I would point out that the purpose of multitasking here is not to make you juggle (who wants that), but rather to give you a variety of things to do at any given time. I prefer to send out scouts on paths I set, and then just ignore them until I think of them 10 or 20 minutes later and check to see what they have discovered, for instance. And for defenses I mostly try to set it up so that those are also automated, except when sizable waves come. So then my attention is spent on the offensive raids, and dealing with the larger incoming AI waves, with a smattering of other quicker tasks (scouting, defenses/econ rebuilding, build queue adjustments) as needed. Generally I wouldn't expect that to be too overwhelming, but I guess it depends what you're looking for.
The more you set those activities end-to-end, however, or the more you structure it so that you're only having to worry about offense because the rest of the game is easy because of cheats, settings, the scenario, whatever, the more it is going to be a grind. In other words, this is a game that is about a whole bunch of different things other than just offensive raiding. What you seem to be saying is that you just want to focus on offensive raiding, but then it gets repetitive because all you're doing is offensive raiding.
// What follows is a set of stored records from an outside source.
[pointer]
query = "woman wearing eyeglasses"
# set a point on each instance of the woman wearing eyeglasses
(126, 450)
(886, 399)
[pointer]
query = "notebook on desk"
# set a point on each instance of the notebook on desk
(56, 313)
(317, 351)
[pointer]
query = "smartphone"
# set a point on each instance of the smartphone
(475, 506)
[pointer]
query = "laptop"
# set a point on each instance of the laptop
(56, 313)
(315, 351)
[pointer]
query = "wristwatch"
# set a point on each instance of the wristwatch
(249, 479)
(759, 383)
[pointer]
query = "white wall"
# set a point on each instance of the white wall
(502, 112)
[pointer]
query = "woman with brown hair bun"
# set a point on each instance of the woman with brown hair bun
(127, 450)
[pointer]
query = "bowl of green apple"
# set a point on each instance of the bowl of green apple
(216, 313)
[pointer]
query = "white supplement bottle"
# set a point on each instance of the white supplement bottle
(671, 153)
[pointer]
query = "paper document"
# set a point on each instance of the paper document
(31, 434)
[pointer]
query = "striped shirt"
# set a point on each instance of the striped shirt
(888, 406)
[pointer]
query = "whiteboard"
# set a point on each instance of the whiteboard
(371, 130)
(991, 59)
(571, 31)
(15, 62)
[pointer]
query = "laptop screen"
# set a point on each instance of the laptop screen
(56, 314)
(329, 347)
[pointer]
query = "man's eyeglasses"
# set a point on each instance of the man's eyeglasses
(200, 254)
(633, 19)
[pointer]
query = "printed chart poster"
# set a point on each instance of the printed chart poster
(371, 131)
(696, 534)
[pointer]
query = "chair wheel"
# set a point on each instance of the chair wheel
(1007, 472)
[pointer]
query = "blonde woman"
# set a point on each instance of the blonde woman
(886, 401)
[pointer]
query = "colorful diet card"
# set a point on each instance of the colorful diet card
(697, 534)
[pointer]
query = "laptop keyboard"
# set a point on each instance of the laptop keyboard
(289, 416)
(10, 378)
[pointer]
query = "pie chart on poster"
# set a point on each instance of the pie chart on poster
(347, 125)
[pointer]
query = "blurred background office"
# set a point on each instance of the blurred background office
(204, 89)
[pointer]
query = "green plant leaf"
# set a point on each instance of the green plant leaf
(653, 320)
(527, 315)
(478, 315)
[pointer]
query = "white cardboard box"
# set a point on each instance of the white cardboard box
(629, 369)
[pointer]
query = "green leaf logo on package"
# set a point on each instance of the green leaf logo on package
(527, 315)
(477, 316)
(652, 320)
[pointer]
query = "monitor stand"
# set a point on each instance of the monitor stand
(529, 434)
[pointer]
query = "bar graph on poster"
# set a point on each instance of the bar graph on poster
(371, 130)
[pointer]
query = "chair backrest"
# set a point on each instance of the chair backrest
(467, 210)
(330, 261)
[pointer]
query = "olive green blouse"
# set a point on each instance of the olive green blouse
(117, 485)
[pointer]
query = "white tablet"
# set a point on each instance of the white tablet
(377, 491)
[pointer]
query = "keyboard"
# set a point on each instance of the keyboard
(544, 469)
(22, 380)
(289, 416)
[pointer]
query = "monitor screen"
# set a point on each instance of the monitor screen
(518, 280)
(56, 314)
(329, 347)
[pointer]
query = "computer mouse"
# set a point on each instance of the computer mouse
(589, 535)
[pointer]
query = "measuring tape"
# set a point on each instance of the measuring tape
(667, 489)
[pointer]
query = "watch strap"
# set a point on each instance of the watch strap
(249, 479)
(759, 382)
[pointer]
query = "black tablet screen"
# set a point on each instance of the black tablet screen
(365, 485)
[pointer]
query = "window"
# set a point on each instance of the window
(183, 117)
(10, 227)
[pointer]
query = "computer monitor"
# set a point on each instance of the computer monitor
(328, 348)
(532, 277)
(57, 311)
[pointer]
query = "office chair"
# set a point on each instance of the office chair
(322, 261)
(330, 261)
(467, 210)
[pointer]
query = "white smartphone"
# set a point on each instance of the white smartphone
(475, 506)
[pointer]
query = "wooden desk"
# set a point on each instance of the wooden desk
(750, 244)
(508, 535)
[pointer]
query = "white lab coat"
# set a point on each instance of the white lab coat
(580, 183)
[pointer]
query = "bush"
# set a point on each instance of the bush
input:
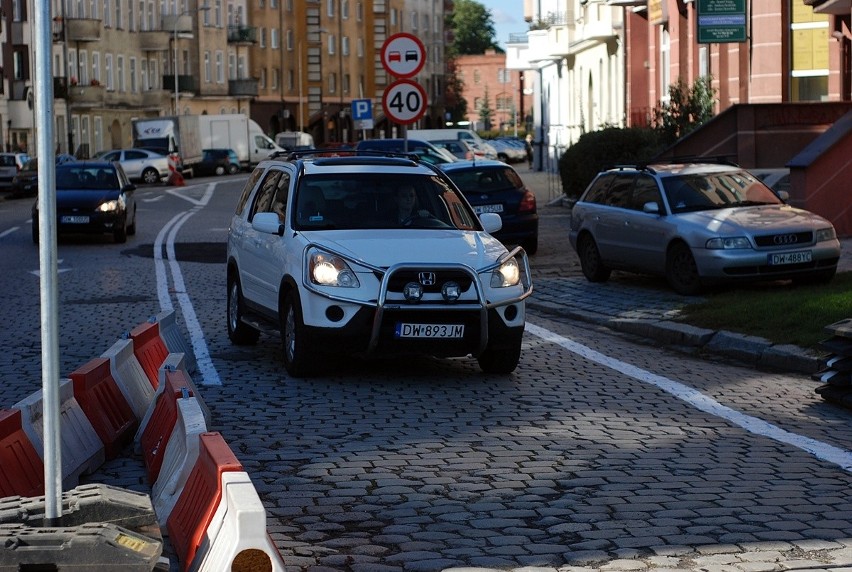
(599, 150)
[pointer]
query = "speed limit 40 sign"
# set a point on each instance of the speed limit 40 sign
(404, 101)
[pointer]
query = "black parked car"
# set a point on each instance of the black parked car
(218, 162)
(495, 187)
(92, 197)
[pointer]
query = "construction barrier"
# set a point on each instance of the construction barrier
(21, 467)
(93, 546)
(236, 538)
(104, 405)
(179, 458)
(129, 376)
(201, 496)
(82, 451)
(149, 349)
(174, 340)
(154, 436)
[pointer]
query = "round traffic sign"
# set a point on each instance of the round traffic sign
(403, 55)
(404, 101)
I'm not trying to criticize here, I'm just trying to illustrate the way that the game is balanced, or why most people don't find it too grindy unless they play it with very specific settings. For instance, AI 10 is pretty much always a grind.
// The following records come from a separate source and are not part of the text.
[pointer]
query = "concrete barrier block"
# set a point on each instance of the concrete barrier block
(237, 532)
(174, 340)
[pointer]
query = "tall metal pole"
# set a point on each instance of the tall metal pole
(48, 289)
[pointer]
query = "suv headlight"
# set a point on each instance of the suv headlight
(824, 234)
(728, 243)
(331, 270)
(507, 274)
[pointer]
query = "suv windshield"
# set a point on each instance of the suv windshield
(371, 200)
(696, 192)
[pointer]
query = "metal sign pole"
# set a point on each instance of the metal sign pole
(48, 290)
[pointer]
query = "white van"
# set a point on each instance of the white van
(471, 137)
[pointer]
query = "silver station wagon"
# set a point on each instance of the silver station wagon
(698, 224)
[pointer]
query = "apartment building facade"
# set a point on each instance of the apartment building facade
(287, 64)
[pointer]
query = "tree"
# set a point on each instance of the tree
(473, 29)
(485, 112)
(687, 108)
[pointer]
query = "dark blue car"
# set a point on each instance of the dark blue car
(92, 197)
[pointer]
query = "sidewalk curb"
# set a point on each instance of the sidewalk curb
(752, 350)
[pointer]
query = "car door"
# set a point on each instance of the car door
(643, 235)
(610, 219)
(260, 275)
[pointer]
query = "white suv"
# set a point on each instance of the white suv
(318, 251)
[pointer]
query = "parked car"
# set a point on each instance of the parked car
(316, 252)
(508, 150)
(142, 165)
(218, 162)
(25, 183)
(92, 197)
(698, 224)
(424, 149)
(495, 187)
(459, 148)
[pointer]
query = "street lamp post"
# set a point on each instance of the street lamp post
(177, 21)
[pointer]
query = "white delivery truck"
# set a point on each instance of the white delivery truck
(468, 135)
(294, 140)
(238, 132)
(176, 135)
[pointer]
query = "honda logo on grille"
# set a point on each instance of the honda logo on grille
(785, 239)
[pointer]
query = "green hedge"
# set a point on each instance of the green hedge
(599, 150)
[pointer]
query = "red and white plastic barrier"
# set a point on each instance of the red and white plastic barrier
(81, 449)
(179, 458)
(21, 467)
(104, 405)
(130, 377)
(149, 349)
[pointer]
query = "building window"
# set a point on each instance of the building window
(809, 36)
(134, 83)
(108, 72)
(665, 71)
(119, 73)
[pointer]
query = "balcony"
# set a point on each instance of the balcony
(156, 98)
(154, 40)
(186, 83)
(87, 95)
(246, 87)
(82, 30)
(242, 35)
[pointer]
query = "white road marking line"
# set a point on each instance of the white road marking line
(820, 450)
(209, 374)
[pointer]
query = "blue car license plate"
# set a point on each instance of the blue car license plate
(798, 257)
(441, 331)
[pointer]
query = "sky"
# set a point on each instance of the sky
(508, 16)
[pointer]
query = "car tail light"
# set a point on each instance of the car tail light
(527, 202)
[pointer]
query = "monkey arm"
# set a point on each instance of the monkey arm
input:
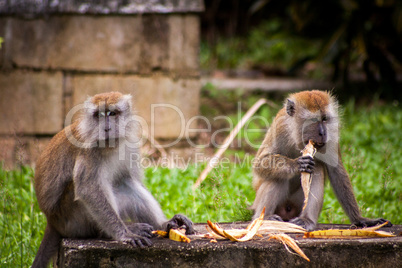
(93, 190)
(343, 190)
(276, 166)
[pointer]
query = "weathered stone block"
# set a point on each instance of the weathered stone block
(7, 153)
(184, 42)
(372, 252)
(129, 44)
(30, 102)
(166, 105)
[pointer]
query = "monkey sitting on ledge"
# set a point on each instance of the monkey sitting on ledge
(87, 185)
(308, 115)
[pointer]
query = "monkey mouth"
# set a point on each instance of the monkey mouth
(317, 145)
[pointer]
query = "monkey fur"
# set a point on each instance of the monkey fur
(87, 189)
(307, 115)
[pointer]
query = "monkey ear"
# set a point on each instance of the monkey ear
(290, 107)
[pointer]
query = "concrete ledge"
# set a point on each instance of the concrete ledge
(368, 252)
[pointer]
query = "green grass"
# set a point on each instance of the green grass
(371, 147)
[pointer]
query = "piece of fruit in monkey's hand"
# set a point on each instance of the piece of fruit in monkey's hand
(178, 235)
(309, 150)
(174, 234)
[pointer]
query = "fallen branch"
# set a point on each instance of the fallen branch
(213, 162)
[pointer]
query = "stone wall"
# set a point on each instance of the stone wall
(53, 58)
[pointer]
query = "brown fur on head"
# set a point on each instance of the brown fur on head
(106, 117)
(315, 113)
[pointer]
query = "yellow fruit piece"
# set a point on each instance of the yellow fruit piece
(176, 235)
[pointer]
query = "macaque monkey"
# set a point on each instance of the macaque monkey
(308, 115)
(88, 185)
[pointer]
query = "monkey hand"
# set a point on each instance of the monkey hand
(306, 164)
(365, 222)
(307, 224)
(141, 229)
(136, 240)
(179, 220)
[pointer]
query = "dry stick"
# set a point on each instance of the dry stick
(309, 150)
(214, 160)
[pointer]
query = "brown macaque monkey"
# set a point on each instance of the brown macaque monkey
(308, 115)
(88, 181)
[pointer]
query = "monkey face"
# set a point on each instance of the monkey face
(315, 129)
(106, 120)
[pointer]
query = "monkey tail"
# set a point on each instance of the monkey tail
(48, 247)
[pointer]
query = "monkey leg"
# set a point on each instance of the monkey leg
(309, 216)
(270, 194)
(48, 247)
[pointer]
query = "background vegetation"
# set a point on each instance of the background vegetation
(347, 41)
(371, 151)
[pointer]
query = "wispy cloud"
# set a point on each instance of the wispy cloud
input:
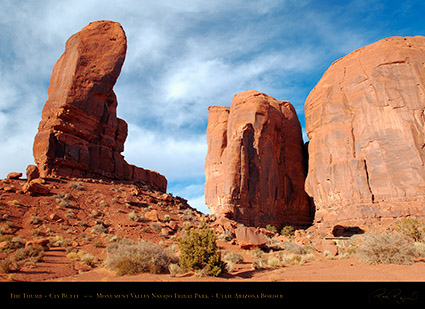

For the AI types, I'd suggest playing Random Easier/Moderate, since that gives a pretty good mix. The Harder ones can be quite difficult, and I don't play with those much, myself.
Really, the core of this game boils down to this: finding yourself pinched in some way, with some challenge that is not easy to solve, and then solving it. That could be on a logistical, strategic, or tactical level. Often it involves finding enough knoweldge, or finding a target to strike, or deciding how best to achieve your economic goals, or whatever. There are a hundred little challenges like that. If you play on a difficulty level that is too easy for you, though, then that all fades away. You're never challenged, so it starts feeling like you are just grinding ever outwards.
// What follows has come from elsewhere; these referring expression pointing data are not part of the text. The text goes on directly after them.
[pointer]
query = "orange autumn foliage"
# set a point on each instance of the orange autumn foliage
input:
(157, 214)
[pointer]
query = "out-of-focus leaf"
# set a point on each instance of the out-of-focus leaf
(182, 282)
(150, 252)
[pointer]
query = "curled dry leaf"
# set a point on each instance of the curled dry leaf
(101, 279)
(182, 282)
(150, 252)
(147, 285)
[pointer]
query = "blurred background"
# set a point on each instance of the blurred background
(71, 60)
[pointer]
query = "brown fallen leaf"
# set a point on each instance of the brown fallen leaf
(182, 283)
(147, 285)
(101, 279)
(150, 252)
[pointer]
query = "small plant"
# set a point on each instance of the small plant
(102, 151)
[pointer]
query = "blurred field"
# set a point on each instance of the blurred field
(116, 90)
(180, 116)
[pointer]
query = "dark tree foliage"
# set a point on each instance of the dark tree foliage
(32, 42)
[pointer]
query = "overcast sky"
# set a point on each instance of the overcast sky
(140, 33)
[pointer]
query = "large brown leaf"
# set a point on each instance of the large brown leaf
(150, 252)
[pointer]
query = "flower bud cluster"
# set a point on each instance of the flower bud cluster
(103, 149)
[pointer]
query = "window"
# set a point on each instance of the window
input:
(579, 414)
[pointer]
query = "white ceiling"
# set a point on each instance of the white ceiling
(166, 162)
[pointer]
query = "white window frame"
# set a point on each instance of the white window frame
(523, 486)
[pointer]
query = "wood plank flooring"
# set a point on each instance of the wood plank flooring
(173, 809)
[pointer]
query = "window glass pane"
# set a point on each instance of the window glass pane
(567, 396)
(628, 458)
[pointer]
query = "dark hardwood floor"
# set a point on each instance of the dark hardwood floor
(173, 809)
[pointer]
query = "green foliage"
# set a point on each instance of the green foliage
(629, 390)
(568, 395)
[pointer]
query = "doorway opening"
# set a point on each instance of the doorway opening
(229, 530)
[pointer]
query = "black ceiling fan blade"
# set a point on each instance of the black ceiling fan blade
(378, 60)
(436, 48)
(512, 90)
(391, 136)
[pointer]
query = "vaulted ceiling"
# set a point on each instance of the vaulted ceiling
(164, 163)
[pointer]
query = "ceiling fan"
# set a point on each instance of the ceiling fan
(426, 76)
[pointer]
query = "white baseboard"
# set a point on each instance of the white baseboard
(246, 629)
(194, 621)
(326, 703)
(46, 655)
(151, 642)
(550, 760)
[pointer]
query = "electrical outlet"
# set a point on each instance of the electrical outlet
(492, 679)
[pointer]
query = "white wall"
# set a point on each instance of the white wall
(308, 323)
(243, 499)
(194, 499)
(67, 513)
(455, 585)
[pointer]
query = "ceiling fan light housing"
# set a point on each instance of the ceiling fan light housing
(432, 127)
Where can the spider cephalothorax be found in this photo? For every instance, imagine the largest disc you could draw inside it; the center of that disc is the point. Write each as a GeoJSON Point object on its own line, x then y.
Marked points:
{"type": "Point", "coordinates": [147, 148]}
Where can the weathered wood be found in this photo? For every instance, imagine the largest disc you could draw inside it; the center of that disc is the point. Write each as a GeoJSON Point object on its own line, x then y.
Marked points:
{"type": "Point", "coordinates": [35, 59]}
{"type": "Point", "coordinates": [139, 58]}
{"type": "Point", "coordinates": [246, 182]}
Decisions are only interesting if they come at an opportunity cost -- if everything is so easy for you that you can just slam through one world after the next and rebuild in between, with no thought of repercussions, then your decision space shrinks and the game becomes way less interesting. Playing at a difficulty level that challenges you will indeed extend the length of games, but rather than making it a longer grind that will generally (AI 10 and such excepted) instead just set you up with an increasing slate of interesting decisions. To me, it sounds like you aren't being challenged in short, and I think that's part of the crux of your problem.
On a related note, if you're just slamming through all the planets without much regard for what they are, then not only does that likely mean you're playing on too easy a difficulty for yourself at present, it means that you'll have a really hard time on higher difficulties. Haagenti and Eraser have made an art (in two different ways) out of keeping their territory small and doing longer-range raiding to just take a few enemy planets and to try to win the game in a very strategic, very non-grindy way. You might also enjoy playing a style like that, and it would also enable you to more easily handle a higher difficulty. Given your desire for detailed management of a "crusade" against the AI, I think this would also match your interests well.